Scalable directory architecture for distributed shared memory chip multiprocessors

  • Authors:
  • Huan Fang;Mats Brorsson

  • Affiliations:
  • KTH School of Information and Communication Technology;KTH School of Information and Communication Technology

  • Venue:
  • ACM SIGARCH Computer Architecture News
  • Year:
  • 2009

Quantified Score

Hi-index 0.00

Visualization

Abstract

Traditional Directory-based cache coherence protocol is far from optimal for large-scale cache coherent shared memory multiprocessors due to the increasing latency to access directories stored in DRAM memory. Instead of keeping directories in main memory, we consider distributing the directory together with L2 cache across all nodes on a Chip Multiprocessor. Each node contains a processing unit, a private L1 cache, a slice of L2 cache, memory controller and a router. Both L2 cache and memories are distributed shared and interleaved by a subset of memory address bits. All nodes are interconnected through a low latency two dimensional Mesh network.

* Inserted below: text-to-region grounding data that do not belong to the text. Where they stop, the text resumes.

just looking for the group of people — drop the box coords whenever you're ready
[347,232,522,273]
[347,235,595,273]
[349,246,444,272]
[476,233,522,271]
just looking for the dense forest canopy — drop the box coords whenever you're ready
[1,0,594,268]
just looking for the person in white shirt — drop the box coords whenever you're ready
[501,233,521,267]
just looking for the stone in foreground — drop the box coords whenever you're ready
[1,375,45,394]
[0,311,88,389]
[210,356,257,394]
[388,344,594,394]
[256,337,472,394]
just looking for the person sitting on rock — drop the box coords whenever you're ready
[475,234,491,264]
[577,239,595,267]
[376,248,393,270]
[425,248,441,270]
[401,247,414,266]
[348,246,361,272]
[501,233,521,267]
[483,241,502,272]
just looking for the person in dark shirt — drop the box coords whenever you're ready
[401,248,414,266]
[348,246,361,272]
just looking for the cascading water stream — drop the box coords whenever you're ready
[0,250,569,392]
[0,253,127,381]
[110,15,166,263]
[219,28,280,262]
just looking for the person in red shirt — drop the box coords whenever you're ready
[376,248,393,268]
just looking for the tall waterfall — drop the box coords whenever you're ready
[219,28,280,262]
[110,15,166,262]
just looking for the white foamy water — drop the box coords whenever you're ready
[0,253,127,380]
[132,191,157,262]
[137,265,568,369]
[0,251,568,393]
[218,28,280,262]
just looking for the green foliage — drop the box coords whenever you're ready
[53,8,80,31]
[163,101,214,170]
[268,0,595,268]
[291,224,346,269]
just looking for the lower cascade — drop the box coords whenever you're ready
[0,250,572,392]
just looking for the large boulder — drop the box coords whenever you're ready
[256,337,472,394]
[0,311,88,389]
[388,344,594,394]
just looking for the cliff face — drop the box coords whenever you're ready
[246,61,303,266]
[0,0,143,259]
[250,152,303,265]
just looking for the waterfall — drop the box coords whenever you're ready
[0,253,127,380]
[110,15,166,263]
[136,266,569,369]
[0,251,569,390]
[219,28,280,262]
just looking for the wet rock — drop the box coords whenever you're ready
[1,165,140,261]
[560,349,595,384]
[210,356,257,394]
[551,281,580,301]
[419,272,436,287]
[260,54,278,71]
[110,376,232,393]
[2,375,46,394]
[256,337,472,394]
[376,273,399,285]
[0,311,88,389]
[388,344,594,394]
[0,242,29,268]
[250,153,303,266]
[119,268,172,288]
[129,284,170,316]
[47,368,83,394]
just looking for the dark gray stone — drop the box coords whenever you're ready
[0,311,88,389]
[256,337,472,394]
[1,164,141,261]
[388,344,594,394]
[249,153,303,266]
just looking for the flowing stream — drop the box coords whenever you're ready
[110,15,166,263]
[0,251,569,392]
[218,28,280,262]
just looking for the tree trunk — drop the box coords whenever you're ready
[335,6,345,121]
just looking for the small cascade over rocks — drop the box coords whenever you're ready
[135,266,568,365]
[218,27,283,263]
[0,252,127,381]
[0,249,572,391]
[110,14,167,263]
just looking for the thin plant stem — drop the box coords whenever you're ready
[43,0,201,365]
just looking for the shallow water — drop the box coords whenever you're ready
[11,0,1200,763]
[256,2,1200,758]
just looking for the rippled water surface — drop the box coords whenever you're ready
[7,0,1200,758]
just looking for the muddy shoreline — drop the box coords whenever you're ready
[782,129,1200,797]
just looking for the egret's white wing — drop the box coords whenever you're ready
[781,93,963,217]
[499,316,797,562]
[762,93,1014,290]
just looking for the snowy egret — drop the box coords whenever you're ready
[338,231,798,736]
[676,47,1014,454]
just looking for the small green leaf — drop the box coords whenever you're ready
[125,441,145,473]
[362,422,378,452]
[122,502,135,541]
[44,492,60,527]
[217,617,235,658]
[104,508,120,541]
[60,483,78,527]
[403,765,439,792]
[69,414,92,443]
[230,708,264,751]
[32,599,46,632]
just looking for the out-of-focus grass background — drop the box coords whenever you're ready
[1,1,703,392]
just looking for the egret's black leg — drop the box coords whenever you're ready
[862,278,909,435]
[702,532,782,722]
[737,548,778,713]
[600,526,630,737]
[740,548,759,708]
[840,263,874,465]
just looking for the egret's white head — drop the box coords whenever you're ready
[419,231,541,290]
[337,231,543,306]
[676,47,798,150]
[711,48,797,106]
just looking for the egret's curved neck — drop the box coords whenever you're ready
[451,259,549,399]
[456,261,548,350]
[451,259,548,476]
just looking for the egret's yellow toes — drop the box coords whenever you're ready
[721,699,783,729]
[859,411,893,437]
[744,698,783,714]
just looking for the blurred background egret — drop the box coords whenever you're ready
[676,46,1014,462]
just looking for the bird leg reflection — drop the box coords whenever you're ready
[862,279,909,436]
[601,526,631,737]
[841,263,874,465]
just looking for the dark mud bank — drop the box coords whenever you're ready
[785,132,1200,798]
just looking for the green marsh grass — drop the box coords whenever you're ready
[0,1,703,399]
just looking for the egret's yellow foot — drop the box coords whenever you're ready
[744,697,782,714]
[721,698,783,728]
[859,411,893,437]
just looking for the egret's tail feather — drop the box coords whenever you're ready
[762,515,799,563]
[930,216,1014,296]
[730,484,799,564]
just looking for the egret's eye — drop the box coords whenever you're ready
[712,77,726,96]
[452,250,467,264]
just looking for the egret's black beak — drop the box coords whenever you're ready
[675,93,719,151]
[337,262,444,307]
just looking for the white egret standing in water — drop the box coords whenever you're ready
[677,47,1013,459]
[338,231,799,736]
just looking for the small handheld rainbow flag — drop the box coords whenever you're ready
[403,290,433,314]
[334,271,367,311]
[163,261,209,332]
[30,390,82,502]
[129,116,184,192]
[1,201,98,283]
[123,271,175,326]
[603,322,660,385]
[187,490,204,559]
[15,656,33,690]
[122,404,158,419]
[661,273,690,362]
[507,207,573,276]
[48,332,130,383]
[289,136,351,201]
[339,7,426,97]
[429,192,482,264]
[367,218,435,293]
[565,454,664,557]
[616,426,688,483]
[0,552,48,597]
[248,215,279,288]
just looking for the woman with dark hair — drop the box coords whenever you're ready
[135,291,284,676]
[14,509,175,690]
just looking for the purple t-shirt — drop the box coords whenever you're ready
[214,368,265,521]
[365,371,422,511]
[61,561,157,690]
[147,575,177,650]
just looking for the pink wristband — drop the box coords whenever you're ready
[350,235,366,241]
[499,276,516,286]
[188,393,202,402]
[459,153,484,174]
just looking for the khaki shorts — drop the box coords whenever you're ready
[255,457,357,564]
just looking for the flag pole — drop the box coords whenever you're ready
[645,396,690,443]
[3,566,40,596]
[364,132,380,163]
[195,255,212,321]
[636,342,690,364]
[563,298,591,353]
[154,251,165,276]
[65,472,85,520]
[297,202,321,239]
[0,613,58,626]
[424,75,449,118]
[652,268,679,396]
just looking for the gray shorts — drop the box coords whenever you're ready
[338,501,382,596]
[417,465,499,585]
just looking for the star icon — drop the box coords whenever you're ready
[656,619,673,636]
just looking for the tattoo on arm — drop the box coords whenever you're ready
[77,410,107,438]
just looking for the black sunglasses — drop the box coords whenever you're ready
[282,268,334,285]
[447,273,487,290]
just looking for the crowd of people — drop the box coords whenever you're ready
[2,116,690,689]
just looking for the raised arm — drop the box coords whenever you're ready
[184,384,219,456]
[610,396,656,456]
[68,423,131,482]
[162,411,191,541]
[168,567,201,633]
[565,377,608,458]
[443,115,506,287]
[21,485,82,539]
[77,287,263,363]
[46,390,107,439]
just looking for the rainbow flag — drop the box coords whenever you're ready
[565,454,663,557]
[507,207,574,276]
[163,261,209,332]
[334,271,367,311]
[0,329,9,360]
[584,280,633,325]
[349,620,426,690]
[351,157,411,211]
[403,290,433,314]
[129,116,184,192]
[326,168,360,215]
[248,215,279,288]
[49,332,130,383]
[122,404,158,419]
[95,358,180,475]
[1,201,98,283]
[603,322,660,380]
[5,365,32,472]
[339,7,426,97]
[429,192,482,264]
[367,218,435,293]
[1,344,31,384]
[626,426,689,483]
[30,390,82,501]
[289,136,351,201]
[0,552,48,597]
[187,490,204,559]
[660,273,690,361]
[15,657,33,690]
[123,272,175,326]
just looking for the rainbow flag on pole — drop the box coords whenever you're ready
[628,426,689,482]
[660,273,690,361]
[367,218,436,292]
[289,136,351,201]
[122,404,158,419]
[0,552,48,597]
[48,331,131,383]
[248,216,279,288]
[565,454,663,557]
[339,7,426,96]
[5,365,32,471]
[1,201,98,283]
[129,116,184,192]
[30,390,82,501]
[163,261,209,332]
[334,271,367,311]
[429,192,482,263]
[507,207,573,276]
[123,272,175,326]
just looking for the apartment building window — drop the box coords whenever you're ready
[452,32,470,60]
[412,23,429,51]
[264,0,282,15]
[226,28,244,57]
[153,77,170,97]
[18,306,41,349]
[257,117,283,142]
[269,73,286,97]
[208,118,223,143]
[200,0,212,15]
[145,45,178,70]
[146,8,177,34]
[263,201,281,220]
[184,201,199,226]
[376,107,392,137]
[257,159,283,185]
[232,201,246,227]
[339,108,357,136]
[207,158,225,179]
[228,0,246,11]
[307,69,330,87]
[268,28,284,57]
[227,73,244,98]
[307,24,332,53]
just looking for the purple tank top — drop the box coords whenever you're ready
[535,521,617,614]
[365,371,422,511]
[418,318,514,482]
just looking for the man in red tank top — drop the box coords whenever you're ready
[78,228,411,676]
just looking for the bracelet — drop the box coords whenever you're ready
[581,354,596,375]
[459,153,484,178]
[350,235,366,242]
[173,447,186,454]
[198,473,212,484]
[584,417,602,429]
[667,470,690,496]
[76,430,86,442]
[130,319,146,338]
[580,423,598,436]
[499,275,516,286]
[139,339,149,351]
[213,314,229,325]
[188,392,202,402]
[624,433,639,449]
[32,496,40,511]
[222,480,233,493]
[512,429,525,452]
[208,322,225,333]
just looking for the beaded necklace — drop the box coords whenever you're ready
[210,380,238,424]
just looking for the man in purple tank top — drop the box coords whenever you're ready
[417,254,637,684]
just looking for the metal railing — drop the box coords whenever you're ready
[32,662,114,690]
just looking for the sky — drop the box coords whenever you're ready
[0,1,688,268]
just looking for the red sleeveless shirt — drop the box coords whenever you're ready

Directory, being a split component to L2 cache, only stores sharing information for blocks while L2 cache stores only data blocks exclusive with L1 cache. Shared L2 cache can increase total effective cache capacity on chip, but also increase the miss latency when data is on a remote node. Being different from Directory Cache structure, our proposal totally removes the directory from memory, which saves memory space and reduces access latency. Compared to L2 cache that combines directory information internally, our L2 cache structure saves up to 88% cache space and achieves similar performance.